Friday, July 03, 2020

Regarding those models …

… Is the COVID-19 Pandemic Self-Flattening, or Will It Grind Relentlessly on? – Reason.com. (hat tip, Dave Lull.)

Last week, a global team of researchers issued a compelling manifesto in Nature outlining five ways to ensure that models serve society. Modelers, they argue, must take care to frankly assess the uncertainties and sensitivity of their models; avoid obfuscatory complexity; make clear the normative values chosen by the models' developers; avoid spurious precision, and acknowledge their ignorance. "Mathematical models are a great way to explore questions. They are also a dangerous way to assert answers," write the authors. "Asking models for certainty or consensus is more a sign of the difficulties in making controversial decisions than it is a solution, and can invite ritualistic use of quantification."

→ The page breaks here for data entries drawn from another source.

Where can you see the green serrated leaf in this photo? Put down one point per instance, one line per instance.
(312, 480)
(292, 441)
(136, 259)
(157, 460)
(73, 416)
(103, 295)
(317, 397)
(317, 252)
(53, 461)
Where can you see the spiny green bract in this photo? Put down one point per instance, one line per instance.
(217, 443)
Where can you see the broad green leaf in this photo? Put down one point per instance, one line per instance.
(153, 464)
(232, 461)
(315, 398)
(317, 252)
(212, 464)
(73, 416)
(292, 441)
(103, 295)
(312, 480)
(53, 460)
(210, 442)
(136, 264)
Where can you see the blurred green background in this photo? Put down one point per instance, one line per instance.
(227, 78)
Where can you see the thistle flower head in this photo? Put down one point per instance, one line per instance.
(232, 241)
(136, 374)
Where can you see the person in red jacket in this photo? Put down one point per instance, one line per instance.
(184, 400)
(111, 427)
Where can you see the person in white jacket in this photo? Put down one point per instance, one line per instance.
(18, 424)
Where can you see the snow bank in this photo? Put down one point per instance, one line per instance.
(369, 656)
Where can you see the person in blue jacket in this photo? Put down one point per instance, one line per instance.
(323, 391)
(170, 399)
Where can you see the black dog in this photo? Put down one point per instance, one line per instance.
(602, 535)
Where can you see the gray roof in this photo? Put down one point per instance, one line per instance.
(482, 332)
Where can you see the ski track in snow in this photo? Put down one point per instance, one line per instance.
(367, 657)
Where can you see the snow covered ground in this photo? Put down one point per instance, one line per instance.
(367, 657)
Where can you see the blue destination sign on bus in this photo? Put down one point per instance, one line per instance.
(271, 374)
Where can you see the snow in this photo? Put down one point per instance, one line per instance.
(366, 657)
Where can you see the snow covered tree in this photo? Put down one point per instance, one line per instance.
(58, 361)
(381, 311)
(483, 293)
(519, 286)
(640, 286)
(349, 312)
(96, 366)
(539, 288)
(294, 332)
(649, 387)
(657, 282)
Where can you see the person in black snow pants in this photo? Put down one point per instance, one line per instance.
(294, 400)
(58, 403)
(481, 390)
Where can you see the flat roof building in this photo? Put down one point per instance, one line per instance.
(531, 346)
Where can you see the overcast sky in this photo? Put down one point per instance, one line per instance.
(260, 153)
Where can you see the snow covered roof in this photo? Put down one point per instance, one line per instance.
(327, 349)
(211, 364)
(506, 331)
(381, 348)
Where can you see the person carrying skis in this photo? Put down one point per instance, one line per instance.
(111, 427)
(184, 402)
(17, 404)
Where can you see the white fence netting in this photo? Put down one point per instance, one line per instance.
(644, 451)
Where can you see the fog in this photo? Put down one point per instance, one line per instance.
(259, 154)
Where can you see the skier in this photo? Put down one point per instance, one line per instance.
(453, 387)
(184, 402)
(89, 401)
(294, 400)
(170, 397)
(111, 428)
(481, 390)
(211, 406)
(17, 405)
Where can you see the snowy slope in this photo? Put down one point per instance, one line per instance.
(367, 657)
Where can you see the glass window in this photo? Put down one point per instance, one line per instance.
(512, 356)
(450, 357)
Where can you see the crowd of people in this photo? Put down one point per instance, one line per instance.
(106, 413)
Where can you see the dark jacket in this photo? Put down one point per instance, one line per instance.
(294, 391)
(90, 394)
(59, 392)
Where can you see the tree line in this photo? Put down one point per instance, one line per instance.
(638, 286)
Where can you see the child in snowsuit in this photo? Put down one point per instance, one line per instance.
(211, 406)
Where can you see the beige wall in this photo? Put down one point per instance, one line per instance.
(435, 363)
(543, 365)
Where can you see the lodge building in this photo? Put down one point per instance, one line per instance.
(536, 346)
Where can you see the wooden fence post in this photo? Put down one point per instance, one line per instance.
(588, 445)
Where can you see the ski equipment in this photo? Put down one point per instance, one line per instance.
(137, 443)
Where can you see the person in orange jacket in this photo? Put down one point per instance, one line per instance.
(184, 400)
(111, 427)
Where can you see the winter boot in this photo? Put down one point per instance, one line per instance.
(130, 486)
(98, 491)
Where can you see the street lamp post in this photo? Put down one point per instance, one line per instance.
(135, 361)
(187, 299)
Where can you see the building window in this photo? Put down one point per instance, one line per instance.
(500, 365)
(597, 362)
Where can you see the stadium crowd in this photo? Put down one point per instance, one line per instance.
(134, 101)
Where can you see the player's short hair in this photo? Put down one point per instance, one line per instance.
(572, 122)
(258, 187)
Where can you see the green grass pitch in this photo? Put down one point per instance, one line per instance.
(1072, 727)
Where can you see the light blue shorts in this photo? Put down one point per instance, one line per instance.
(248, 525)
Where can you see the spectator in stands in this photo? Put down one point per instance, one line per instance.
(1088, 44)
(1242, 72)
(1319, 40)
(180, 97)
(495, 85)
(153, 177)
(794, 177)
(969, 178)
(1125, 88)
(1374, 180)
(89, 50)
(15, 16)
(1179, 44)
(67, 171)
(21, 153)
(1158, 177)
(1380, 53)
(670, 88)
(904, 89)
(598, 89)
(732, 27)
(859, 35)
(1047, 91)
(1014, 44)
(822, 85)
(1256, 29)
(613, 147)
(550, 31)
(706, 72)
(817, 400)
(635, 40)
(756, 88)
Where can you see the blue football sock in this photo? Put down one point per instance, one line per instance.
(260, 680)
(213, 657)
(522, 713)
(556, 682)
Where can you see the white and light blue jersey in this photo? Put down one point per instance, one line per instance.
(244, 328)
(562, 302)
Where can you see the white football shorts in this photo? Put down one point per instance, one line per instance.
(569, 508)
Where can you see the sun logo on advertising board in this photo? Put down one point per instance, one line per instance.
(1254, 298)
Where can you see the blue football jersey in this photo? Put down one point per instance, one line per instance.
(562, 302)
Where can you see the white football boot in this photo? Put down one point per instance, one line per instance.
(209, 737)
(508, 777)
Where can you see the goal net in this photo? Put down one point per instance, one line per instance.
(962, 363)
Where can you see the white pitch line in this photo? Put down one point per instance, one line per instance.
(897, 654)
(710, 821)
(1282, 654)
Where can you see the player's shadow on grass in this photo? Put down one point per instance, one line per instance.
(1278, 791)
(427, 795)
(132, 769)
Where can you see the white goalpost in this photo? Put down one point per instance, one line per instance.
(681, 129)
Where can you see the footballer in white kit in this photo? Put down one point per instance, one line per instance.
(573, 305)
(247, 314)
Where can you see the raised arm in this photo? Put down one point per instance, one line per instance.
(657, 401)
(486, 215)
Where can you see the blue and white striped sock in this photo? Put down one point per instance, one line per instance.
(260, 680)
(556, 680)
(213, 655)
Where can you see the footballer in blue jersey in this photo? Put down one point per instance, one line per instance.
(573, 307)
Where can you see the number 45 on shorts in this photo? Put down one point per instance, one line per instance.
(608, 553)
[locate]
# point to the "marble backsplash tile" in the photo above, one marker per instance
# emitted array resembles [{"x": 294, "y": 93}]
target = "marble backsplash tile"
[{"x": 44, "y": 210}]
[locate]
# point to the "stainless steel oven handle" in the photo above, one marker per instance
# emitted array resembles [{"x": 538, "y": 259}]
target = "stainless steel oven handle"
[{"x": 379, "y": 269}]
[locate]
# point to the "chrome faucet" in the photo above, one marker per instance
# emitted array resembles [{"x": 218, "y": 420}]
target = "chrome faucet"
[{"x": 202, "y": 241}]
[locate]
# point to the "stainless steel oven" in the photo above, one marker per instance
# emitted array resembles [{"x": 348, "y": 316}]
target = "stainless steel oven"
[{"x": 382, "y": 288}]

Here is the piece from Nature: Five ways to ensure that models serve society: a manifesto.

Mathematical models produce highly uncertain numbers that predict future infections, hospitalizations and deaths under various scenarios. Rather than using models to inform their understanding, political rivals often brandish them to support predetermined agendas. To make sure predictions do not become adjuncts to a political cause, modellers, decision makers and citizens need to establish new social norms. Modellers must not be permitted to project more certainty than their models deserve; and politicians must not be allowed to offload accountability to models of their choosing2,3.